11 June 2026: Articles
Panophthalmitis With Orbital Cellulitis Following Glaucoma Drainage Implant Surgery in an Adult Patient
Management of emergency care
Sami Alshahwan ABCDEFG 1, Arwa Aljohany ABCDEFG 1*, Abdullah Alkandari ABCDEFG 2, Mohammed Alsaedi ABCDEFG 3,4DOI: 10.12659/AJCR.951844
Am J Case Rep 2026; 27:e951844
Abstract
BACKGROUND: Glaucoma drainage implants, including the Paul glaucoma implant, are widely used in the management of refractory glaucoma when medical therapy and conventional filtering surgery prove insufficient. Although associated with favorable outcomes, rare but serious postoperative complications such as endophthalmitis and panophthalmitis can occur, resulting in significant visual morbidity.

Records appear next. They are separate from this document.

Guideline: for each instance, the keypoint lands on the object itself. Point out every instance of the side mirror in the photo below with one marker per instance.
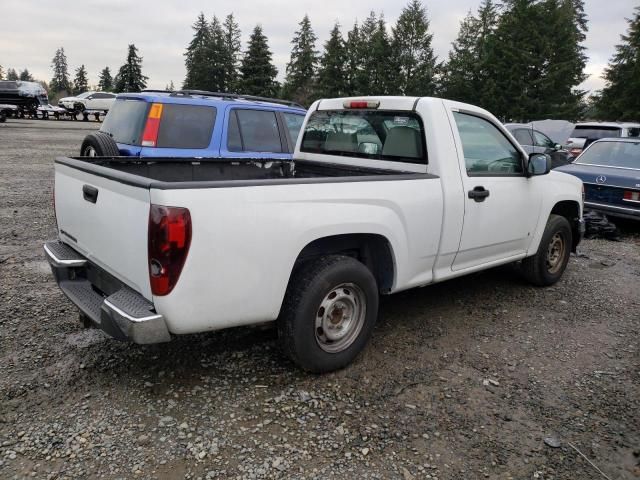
(539, 164)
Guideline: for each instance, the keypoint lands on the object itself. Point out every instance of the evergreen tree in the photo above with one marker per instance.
(60, 81)
(467, 76)
(216, 78)
(415, 62)
(619, 98)
(353, 65)
(80, 82)
(25, 76)
(257, 70)
(130, 77)
(232, 53)
(105, 80)
(301, 68)
(332, 72)
(197, 55)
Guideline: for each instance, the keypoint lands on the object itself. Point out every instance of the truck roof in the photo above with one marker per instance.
(200, 97)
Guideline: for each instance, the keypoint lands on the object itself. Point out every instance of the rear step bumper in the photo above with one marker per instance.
(122, 313)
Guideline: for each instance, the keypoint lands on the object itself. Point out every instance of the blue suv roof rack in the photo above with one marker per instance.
(232, 96)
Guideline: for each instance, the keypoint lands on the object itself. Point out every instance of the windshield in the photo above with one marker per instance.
(596, 132)
(125, 121)
(612, 154)
(380, 135)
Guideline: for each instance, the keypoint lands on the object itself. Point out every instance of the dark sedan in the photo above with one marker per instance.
(610, 171)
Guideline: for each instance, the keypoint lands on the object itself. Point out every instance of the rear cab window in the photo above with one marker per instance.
(186, 126)
(254, 131)
(374, 134)
(125, 121)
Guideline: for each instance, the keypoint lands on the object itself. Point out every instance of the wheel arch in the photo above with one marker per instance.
(373, 250)
(570, 209)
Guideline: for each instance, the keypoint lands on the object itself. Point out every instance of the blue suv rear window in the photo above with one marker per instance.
(186, 126)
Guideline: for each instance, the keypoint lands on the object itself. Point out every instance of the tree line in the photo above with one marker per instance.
(520, 59)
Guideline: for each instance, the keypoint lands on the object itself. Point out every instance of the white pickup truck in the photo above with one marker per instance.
(384, 194)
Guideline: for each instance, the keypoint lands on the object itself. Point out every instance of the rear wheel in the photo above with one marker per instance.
(550, 261)
(329, 313)
(99, 145)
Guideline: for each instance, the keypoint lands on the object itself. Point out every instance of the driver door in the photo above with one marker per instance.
(501, 204)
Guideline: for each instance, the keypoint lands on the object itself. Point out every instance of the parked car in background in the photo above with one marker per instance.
(610, 171)
(588, 132)
(26, 96)
(100, 101)
(384, 194)
(192, 123)
(534, 141)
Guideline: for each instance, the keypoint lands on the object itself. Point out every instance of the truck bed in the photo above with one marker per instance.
(174, 173)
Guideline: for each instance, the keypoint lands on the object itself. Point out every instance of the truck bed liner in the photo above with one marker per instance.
(172, 173)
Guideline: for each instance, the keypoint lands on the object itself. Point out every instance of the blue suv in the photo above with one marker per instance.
(194, 123)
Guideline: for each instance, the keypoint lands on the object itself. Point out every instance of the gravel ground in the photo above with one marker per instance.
(480, 377)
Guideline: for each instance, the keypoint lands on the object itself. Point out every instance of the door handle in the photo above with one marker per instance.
(479, 194)
(89, 193)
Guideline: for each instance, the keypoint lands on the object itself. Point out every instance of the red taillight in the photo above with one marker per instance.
(169, 241)
(630, 196)
(370, 104)
(151, 128)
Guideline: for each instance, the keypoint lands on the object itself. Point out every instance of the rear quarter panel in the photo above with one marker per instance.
(246, 241)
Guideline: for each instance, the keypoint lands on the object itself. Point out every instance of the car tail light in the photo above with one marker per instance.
(169, 241)
(630, 196)
(150, 134)
(354, 104)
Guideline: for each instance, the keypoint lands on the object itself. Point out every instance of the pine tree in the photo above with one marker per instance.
(467, 76)
(216, 79)
(80, 82)
(332, 71)
(105, 80)
(412, 51)
(301, 69)
(60, 81)
(232, 53)
(619, 98)
(25, 76)
(353, 65)
(130, 77)
(197, 55)
(257, 70)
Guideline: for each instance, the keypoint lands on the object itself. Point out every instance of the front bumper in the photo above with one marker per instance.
(108, 303)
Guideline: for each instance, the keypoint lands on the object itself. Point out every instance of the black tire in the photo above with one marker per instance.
(99, 144)
(310, 286)
(548, 264)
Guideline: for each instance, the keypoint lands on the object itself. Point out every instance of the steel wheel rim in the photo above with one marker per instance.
(556, 253)
(340, 317)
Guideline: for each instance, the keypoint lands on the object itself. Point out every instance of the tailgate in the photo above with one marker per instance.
(106, 221)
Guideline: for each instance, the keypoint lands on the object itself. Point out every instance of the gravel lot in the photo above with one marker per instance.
(481, 377)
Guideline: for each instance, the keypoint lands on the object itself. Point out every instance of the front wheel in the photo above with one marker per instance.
(329, 313)
(550, 261)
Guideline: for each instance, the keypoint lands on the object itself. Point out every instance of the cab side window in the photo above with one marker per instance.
(487, 151)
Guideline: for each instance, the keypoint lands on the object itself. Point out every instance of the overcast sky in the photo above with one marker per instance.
(96, 32)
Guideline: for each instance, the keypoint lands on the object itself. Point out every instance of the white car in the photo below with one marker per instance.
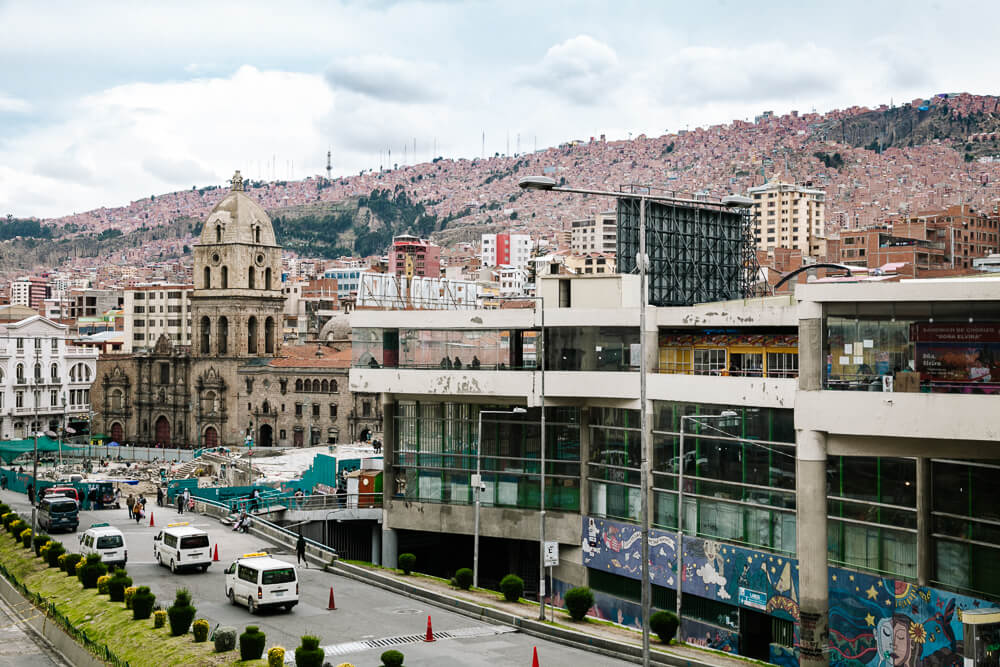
(106, 540)
(258, 581)
(181, 546)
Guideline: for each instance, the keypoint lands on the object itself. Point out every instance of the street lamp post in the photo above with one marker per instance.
(698, 419)
(477, 485)
(540, 352)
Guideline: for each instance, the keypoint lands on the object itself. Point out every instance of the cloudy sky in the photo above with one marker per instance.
(103, 103)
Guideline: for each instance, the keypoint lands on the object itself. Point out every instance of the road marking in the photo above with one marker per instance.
(460, 633)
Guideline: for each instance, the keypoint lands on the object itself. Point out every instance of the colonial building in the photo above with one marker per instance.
(235, 381)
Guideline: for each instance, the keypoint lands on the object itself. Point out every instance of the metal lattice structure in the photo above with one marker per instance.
(697, 253)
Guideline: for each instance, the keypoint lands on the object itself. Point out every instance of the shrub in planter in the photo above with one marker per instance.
(664, 625)
(407, 562)
(276, 657)
(117, 584)
(181, 613)
(463, 578)
(91, 570)
(200, 630)
(68, 563)
(142, 603)
(52, 556)
(252, 643)
(512, 587)
(225, 639)
(309, 654)
(392, 659)
(128, 595)
(38, 541)
(579, 600)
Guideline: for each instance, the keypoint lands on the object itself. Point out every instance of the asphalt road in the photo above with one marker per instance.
(365, 623)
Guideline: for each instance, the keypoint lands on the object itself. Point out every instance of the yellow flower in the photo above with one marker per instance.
(918, 634)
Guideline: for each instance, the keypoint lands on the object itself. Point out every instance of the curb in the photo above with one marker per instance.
(572, 638)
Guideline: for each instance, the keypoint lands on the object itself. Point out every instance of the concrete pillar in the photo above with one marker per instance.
(390, 547)
(584, 457)
(812, 356)
(810, 486)
(923, 520)
(376, 544)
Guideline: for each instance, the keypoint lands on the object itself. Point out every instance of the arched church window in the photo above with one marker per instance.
(223, 335)
(269, 335)
(252, 335)
(206, 335)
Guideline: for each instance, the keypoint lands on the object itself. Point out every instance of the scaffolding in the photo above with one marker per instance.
(698, 253)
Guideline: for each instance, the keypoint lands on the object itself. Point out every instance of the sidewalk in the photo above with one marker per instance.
(601, 636)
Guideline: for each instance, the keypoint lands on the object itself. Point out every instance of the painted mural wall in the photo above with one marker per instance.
(874, 621)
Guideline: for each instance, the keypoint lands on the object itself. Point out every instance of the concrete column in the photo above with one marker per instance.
(390, 547)
(812, 357)
(810, 486)
(376, 544)
(584, 457)
(924, 500)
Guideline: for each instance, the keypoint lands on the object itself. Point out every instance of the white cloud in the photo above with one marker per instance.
(386, 78)
(581, 69)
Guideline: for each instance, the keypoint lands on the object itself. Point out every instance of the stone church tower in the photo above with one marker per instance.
(236, 306)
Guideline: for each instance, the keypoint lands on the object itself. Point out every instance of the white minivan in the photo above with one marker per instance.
(106, 540)
(257, 580)
(182, 547)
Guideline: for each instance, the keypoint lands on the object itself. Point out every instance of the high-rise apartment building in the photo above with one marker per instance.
(787, 215)
(155, 310)
(414, 256)
(597, 234)
(506, 249)
(29, 292)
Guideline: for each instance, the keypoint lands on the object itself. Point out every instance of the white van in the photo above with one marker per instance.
(181, 546)
(106, 540)
(257, 580)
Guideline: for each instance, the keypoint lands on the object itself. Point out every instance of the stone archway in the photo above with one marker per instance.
(162, 430)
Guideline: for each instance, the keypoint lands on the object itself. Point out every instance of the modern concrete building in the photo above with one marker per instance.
(506, 249)
(838, 466)
(597, 234)
(157, 310)
(787, 215)
(44, 382)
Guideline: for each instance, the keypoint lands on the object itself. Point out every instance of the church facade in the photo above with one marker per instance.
(237, 381)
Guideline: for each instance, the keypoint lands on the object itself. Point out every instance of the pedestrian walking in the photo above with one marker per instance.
(300, 550)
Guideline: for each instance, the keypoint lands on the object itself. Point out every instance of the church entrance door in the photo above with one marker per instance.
(163, 431)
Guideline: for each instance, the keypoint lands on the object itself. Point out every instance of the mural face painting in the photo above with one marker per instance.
(874, 621)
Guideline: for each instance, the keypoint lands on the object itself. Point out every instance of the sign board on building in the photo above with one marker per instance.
(753, 599)
(551, 554)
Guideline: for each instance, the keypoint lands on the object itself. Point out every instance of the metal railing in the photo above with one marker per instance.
(277, 533)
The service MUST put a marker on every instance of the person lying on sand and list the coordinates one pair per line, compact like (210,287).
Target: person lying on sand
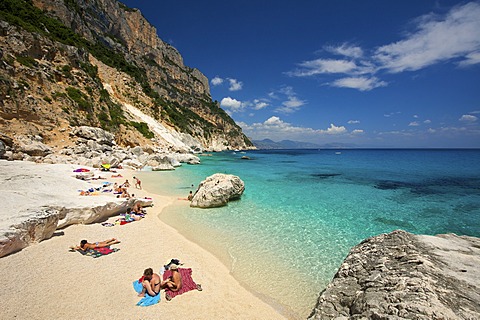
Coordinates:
(137,208)
(151,283)
(174,282)
(85,245)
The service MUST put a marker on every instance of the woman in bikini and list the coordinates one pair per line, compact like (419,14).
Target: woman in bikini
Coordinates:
(84,244)
(151,283)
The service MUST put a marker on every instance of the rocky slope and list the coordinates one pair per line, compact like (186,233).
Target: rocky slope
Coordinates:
(405,276)
(98,63)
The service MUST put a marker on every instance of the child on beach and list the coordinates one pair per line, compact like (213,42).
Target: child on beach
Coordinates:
(84,244)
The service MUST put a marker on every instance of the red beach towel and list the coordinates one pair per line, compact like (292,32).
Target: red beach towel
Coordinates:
(187,282)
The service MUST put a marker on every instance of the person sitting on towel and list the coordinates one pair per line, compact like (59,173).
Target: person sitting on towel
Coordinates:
(174,282)
(85,245)
(151,283)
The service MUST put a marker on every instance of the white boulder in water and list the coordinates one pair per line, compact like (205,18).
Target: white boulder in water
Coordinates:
(217,190)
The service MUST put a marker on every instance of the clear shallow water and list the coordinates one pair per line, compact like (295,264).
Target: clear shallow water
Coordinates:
(303,210)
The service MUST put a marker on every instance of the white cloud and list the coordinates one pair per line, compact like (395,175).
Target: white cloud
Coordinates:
(468,118)
(322,66)
(259,104)
(346,50)
(357,131)
(436,39)
(235,85)
(360,83)
(216,81)
(391,114)
(470,59)
(335,130)
(232,105)
(291,105)
(277,129)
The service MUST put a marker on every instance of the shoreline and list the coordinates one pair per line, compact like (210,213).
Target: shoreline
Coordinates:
(51,278)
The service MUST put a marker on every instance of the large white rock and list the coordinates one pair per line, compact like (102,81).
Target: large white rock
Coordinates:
(217,190)
(37,199)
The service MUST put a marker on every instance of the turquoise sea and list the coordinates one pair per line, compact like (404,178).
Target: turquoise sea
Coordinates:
(303,210)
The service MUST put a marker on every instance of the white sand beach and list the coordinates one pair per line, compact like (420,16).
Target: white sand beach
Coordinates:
(47,281)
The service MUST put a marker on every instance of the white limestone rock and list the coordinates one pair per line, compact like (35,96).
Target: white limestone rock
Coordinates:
(217,190)
(404,276)
(99,135)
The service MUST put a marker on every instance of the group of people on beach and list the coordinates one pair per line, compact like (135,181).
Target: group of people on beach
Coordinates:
(152,283)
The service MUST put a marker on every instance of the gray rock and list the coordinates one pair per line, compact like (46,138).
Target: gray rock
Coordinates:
(217,190)
(97,134)
(3,149)
(37,226)
(404,276)
(32,146)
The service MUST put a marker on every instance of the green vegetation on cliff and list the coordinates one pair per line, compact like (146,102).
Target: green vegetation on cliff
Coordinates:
(180,108)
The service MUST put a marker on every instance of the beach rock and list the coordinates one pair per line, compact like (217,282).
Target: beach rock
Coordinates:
(35,227)
(100,213)
(217,190)
(3,149)
(404,276)
(32,146)
(185,158)
(99,135)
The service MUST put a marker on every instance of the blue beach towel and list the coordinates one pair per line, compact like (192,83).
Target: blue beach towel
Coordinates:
(148,300)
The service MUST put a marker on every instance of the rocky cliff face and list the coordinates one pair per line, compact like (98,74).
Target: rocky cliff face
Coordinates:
(405,276)
(67,63)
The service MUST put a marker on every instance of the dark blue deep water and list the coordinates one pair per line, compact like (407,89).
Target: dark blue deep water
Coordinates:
(303,210)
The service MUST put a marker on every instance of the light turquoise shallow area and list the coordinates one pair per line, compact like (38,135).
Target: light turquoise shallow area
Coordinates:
(303,210)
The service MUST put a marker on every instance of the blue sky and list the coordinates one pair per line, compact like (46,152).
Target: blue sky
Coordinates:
(372,73)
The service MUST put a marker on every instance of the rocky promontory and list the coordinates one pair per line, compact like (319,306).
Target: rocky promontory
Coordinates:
(404,276)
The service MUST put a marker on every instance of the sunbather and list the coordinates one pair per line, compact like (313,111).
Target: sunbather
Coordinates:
(85,245)
(151,283)
(174,282)
(137,208)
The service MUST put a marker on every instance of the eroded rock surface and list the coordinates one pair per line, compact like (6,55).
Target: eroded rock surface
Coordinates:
(404,276)
(217,190)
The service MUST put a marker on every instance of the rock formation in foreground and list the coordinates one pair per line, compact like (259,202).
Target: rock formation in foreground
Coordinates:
(217,190)
(404,276)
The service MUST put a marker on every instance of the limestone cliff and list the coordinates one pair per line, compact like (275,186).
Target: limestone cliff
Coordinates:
(66,63)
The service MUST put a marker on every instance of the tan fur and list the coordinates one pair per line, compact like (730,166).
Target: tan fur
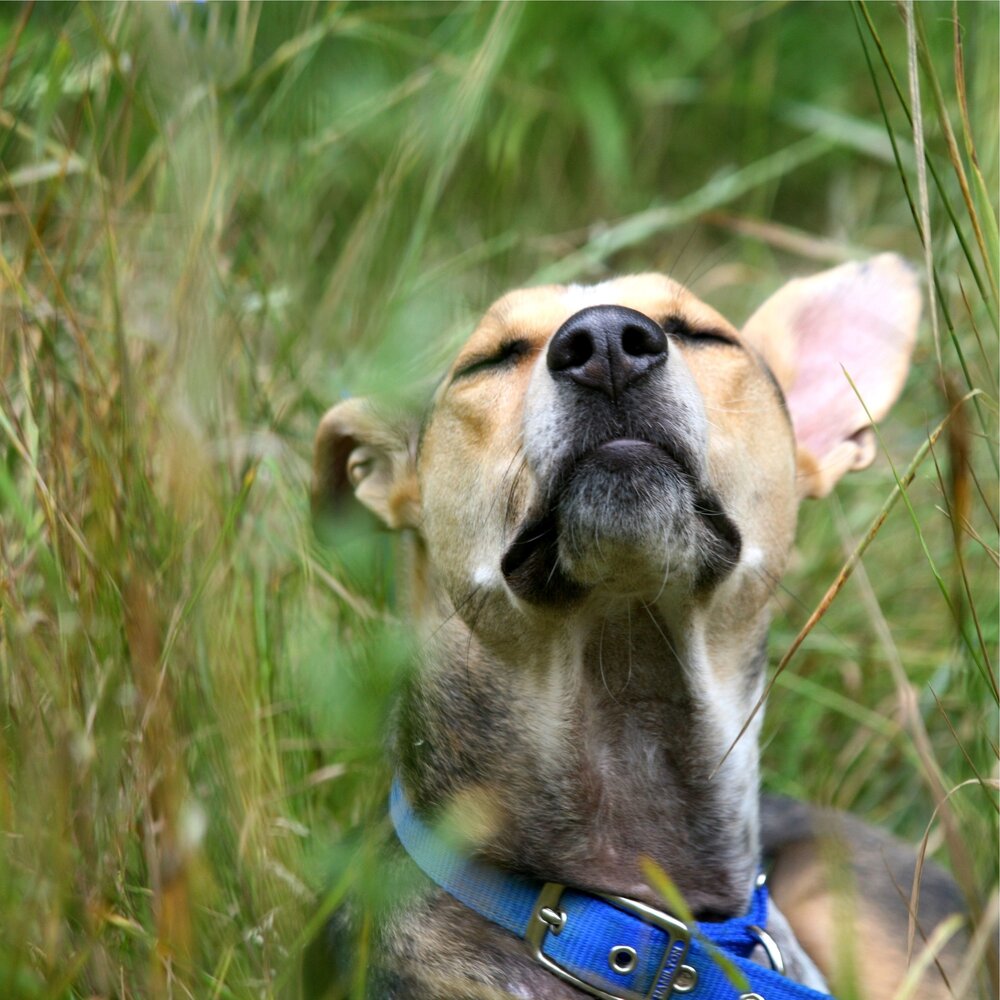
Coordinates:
(582,674)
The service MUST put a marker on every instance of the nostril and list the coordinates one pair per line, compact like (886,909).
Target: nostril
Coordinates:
(640,341)
(579,349)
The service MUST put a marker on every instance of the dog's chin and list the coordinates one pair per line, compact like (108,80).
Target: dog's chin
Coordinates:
(628,518)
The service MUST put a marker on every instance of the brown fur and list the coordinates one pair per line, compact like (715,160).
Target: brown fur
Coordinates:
(594,540)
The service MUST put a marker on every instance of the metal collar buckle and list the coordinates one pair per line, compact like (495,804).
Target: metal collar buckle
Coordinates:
(547,918)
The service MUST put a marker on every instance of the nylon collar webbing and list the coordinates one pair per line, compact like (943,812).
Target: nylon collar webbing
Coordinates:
(605,946)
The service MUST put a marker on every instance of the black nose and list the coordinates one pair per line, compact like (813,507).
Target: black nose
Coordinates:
(606,348)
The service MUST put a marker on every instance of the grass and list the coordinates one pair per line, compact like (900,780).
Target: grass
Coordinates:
(216,220)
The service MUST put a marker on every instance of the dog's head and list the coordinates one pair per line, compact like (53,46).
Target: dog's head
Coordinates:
(623,441)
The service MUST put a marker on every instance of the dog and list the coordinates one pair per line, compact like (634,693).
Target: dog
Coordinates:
(597,507)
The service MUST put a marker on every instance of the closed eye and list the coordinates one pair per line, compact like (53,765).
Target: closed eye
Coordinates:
(676,326)
(504,357)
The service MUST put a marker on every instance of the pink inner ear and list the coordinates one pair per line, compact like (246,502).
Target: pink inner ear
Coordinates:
(863,334)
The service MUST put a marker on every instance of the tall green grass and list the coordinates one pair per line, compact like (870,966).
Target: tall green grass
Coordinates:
(216,220)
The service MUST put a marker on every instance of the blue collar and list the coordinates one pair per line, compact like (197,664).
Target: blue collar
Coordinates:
(606,946)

CASE REPORT: We describe the case of a 77-year-old man with chronic angle-closure glaucoma who developed acute panophthalmitis with orbital cellulitis 12 days following uneventful Paul glaucoma implant surgery. He presented with severe ocular pain, eyelid swelling, restricted ocular motility, and marked reduction in visual acuity to light perception. Clinical examination revealed pronounced anterior and posterior segment inflammation. B-scan ultrasonography showed dense vitreous opacities, shallow choroidal detachment, and ocular wall thickening. Computed tomography of the orbit confirmed associated orbital cellulitis with proptosis and extraocular muscle swelling. The patient underwent vitreous tap with intravitreal vancomycin, ceftazidime, and dexamethasone, along with intensive topical and systemic antimicrobial therapy. Despite an initial partial response, progressive inflammation required pars plana vitrectomy. Removal of the glaucoma drainage implant was not possible intraoperatively due to severe inflammation. Microbiological cultures remained negative throughout. With coordinated multidisciplinary management involving glaucoma, retina, and oculoplastic services, orbital inflammation gradually resolved, and visual acuity improved from light perception to 20/250 at final follow-up.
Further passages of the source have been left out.